El supremo arte de la guerra

es doblegar al enemigo sin luchar.

Sun Tzu

 

La guardia marina que operaba en las costas de Tamaulipas fue avisada del descubrimiento del cadáver de un hombre vestido de militar. El cuerpo había sido llevado al puerto en uno de los barcos camaroneros. Horas después el médico legista se hizo cargo de la diligencia e investigaciones que le correspondían. Por la descomposición que mostraban los restos se determinó que el desconocido tenía ocho días de haber dejado la vida. Decía parte del informe:

Se trata de un individuo que falleció de asfixia por inmersión. (…) Estaba atado de pies y manos dentro de un costal asegurado con un grueso mecate del tipo que usan los pescadores. Fue descubierto gracias a que uno de esos lazos se atoró en el ancla de un barco de pesca…

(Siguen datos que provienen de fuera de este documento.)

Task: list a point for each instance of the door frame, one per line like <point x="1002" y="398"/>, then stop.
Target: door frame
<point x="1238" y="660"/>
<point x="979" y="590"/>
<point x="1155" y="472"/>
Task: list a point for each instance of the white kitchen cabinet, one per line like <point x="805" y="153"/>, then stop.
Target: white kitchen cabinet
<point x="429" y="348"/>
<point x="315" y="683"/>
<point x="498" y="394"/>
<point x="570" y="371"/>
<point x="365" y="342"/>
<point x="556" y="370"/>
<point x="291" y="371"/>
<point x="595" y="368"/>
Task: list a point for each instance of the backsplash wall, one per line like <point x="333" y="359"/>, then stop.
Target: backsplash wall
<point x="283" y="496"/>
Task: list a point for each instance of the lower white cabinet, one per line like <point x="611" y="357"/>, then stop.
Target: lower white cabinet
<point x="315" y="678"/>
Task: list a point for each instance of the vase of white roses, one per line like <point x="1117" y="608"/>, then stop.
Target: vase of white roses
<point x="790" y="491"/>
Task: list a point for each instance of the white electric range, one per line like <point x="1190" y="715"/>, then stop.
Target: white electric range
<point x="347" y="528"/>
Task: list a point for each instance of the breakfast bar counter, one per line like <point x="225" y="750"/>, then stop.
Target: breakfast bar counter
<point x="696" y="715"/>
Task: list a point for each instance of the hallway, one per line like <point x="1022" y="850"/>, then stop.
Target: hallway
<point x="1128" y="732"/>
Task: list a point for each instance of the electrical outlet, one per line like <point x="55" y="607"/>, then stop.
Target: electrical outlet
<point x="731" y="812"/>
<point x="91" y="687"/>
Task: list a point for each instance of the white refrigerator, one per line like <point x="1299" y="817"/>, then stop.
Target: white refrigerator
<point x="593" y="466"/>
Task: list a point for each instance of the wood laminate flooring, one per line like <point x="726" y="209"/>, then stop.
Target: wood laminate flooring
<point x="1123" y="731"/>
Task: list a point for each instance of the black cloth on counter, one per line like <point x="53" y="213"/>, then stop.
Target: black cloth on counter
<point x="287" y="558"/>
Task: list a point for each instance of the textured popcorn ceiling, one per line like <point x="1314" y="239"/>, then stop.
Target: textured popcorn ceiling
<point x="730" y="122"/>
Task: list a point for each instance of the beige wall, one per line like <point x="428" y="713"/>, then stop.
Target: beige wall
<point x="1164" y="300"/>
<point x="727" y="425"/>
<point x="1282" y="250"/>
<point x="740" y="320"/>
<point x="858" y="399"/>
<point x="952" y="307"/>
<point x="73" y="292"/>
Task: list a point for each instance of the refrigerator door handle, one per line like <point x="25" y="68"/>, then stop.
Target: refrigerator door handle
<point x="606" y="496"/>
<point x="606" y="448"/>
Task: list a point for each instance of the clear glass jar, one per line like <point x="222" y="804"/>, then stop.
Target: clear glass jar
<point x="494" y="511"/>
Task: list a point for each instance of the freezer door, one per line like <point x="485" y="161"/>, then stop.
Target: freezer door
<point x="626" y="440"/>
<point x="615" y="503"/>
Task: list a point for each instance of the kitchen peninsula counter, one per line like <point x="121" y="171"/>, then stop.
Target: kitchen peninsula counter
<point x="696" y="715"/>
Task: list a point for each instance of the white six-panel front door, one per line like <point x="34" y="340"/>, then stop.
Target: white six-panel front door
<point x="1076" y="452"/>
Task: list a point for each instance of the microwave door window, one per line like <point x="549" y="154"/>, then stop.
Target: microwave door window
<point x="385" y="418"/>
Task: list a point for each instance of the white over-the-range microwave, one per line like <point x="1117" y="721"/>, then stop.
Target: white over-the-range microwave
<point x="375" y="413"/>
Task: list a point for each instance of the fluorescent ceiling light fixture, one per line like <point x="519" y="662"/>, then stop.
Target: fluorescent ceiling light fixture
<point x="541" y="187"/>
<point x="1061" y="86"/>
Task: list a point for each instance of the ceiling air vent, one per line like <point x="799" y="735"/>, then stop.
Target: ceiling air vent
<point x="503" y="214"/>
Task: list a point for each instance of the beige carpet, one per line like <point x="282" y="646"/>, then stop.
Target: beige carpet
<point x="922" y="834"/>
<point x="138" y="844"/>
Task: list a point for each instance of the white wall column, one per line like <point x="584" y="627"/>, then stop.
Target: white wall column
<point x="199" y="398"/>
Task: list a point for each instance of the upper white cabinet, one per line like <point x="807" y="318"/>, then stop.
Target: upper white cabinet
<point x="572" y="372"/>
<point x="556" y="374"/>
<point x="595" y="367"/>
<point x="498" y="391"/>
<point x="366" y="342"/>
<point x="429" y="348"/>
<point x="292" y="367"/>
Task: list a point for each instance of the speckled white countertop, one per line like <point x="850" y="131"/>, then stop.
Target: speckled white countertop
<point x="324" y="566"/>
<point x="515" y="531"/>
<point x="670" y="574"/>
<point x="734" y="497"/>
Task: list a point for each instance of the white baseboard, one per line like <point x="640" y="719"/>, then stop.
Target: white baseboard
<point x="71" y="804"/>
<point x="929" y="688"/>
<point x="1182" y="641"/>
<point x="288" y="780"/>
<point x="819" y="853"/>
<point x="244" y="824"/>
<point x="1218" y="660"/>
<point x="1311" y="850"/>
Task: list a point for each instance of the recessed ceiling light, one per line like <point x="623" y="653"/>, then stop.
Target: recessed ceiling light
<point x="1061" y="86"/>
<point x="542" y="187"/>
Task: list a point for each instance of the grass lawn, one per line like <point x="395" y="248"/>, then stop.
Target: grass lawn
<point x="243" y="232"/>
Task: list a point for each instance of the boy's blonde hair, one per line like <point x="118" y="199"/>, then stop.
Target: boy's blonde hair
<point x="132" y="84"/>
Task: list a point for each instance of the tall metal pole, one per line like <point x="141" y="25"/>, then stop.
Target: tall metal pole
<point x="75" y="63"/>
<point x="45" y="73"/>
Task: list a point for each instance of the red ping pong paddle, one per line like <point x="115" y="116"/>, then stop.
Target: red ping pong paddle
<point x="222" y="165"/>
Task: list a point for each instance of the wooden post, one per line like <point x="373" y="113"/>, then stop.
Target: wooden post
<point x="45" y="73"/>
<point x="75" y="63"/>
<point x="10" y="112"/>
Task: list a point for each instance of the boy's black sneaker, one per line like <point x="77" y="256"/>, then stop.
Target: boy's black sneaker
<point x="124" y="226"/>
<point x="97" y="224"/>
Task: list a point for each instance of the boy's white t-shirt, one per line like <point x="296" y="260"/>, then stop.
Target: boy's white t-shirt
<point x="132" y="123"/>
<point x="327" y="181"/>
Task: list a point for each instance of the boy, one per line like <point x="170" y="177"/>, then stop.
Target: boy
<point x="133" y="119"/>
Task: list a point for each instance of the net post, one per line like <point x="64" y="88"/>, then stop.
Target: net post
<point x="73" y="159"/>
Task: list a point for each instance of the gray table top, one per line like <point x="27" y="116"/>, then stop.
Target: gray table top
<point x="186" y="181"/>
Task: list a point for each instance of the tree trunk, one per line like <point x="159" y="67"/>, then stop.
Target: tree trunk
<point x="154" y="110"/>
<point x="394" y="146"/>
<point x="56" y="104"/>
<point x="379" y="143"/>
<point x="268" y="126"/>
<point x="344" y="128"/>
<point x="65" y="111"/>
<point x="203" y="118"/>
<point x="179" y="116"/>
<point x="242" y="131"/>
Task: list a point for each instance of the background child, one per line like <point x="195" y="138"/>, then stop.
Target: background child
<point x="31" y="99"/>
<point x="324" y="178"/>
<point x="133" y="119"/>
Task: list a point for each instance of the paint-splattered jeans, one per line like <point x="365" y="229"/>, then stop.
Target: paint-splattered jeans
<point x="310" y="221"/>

Tres semanas más tarde se supo que el muerto era el militar asignado a la Embajada de Estados Unidos, mismo que había sido reportado como desaparecido por el propio embajador. Su nombre: Thomas Reed. Su cargo: asistente personal del representante diplomático. El vocero del Departamento de Estado emitió el comunicado 10b, en el cual determinó que debido a que se trataba del crimen de un miembro del ejército de Estados Unidos, la investigación la haría el propio gobierno estadunidense.

El crimen perfecto

Imelda acudió presurosa y preocupada al llamado de su amiga en cuanto el emisario le informó que la señora Leonora quería verla con urgencia: “La espera en el lugar de siempre a las cinco de la tarde”, fue el recado personal.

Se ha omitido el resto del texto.